Rosemary Pease Schulz, an intrepid world traveler and musician who played a role in Renaissance I and helped countless international students navigate American college life, died Monday at Magee-Womens Hospital. The cause of death was complications from an infection, said her son Robert Pease of Churchill. She was 87.
Mrs. Schulz, who lived in Oakland, traveled the world many times over from the Americas and Europe to Africa and Asia, returning most often to Yugoslavia, her favorite country.
In her mid-40s, she went back to college and earned a bachelor's degree in political science from the University of Pittsburgh, then spent a decade at Pitt's office of Russian and Eastern European studies. There she was a liaison for foreign students, helping them with living arrangements, class selection, registration and other logistics of life in a new country.
"She stayed close with several of them throughout her life," her son said.
The former Rosemary Wallace grew up an only child in Des Moines, Iowa, where her father was in advertising and her mother was a homemaker.
After graduating from Roosevelt High School in Des Moines, she formed a singing group with two other young women, performing Andrews Sisters-style songs in bars and music halls until her disapproving father shipped her off to Stephens Female College in Columbia, Mo., then a two-year finishing school, where she studied piano.
In 1947 she married her high school classmate Robert E. Pease, a flight navigator who had come home from Italy after World War II. The couple moved to Pittsburgh for him to study civil engineering at Carnegie Institute of Technology.
He went to work for the fledgling Urban Redevelopment Authority, eventually becoming executive director, and the couple played key roles in the city's rebirth, working and socializing with business and civic leaders, including mayors David Lawrence and Joseph Barr.
In addition to raising the couple's two young sons, she was a gracious hostess who entertained city leaders at dinner parties, sometimes playing piano. She also sang professionally as a soloist at Baldwin Community Methodist Church.
In the mid-1960s she began to "sprout her own wings," her son said, enrolling in Pitt's political science program and starting her job as foreign student liaison.
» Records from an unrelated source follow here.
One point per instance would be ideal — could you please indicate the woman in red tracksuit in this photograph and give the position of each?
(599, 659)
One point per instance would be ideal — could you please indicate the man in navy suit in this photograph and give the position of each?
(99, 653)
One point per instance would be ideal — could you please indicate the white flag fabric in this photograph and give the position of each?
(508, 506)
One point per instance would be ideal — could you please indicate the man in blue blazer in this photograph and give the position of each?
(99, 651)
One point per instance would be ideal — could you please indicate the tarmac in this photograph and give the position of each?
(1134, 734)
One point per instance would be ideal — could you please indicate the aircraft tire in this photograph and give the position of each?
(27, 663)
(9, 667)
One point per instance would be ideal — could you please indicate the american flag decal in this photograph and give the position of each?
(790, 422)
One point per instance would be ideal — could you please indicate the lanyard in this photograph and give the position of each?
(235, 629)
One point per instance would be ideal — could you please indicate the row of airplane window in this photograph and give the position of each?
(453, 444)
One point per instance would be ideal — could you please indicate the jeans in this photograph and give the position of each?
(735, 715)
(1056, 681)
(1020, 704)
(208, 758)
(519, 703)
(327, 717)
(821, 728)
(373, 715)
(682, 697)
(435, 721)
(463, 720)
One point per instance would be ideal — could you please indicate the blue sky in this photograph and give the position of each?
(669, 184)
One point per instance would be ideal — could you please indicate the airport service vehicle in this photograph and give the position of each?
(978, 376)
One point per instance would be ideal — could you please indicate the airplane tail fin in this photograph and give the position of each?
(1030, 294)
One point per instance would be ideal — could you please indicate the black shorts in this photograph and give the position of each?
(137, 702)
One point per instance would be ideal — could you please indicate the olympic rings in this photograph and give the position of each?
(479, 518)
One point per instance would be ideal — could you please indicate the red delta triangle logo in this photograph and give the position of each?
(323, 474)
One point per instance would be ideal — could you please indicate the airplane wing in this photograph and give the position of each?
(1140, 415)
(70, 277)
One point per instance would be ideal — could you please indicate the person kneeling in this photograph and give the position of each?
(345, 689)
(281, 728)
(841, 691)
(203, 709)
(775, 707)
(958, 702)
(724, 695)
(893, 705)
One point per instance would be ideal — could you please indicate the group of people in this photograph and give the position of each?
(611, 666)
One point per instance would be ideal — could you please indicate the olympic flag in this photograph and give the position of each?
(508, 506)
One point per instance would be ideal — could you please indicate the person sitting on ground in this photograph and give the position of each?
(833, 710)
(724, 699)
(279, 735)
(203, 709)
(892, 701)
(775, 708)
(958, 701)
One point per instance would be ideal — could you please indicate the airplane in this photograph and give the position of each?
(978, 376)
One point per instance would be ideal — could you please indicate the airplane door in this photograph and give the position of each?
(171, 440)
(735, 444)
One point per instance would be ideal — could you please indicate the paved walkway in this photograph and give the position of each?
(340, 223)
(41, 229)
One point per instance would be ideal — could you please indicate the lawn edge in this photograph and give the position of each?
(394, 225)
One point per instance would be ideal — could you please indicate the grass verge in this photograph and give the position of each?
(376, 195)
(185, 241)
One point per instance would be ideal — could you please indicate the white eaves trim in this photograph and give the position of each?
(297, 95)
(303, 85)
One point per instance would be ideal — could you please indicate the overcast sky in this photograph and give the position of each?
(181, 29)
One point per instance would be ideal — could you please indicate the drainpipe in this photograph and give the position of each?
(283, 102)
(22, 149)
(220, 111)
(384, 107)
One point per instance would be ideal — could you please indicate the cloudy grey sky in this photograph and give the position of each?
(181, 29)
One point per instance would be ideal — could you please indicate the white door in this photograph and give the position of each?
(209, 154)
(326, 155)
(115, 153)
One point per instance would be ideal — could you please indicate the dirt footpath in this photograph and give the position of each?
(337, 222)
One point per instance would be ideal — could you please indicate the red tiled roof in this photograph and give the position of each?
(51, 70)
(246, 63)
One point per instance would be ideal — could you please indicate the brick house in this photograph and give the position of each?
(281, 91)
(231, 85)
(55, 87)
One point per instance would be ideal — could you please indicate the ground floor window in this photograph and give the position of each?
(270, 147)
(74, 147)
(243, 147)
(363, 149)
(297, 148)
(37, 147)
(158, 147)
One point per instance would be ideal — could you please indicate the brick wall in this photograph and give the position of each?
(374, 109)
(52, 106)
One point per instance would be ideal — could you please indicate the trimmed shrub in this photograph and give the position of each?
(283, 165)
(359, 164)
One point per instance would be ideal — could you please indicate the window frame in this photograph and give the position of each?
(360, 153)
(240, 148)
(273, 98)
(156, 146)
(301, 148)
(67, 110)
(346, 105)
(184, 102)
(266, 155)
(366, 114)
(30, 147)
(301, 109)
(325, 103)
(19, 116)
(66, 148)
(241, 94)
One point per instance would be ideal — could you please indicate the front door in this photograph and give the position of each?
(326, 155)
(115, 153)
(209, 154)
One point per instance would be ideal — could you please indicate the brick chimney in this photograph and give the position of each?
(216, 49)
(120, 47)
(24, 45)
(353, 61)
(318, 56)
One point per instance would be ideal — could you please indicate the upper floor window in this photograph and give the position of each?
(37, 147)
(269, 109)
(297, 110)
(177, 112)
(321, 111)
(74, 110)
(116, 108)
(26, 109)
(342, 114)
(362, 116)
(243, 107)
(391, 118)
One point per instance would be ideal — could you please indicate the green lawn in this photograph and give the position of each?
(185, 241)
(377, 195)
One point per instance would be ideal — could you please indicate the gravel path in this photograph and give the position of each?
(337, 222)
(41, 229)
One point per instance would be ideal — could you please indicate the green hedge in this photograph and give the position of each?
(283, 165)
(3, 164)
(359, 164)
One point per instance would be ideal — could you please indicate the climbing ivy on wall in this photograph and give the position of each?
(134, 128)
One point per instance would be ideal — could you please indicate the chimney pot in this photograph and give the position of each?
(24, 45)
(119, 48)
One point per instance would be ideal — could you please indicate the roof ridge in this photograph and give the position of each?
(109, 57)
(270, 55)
The couple divorced in 1972, and she was married a second time, to Pitt law professor William F. Schulz Jr.
They traveled widely throughout their 17-year marriage until he died in 1991. Mrs. Schulz continued exploring the world until about five years ago, when she became too frail to travel.
An avid arts patron, Mrs. Schulz was a fixture at symphony, opera and theater performances. She also took classes with the Osher Lifelong Learning Institute right up until her death.
"My mother had a lot of physical problems the last five years, but she was still as feisty, witty and interested as ever," her son said.
In addition to Robert W. Pease, Mrs. Schulz is survived by another son, Richard B. Pease of Atlanta, three grandchildren and a stepson, William F. Schulz III of Gloucester, Mass.
There will be no visitation, and interment will be private. Arrangements are by John A. Freyvogel Sons.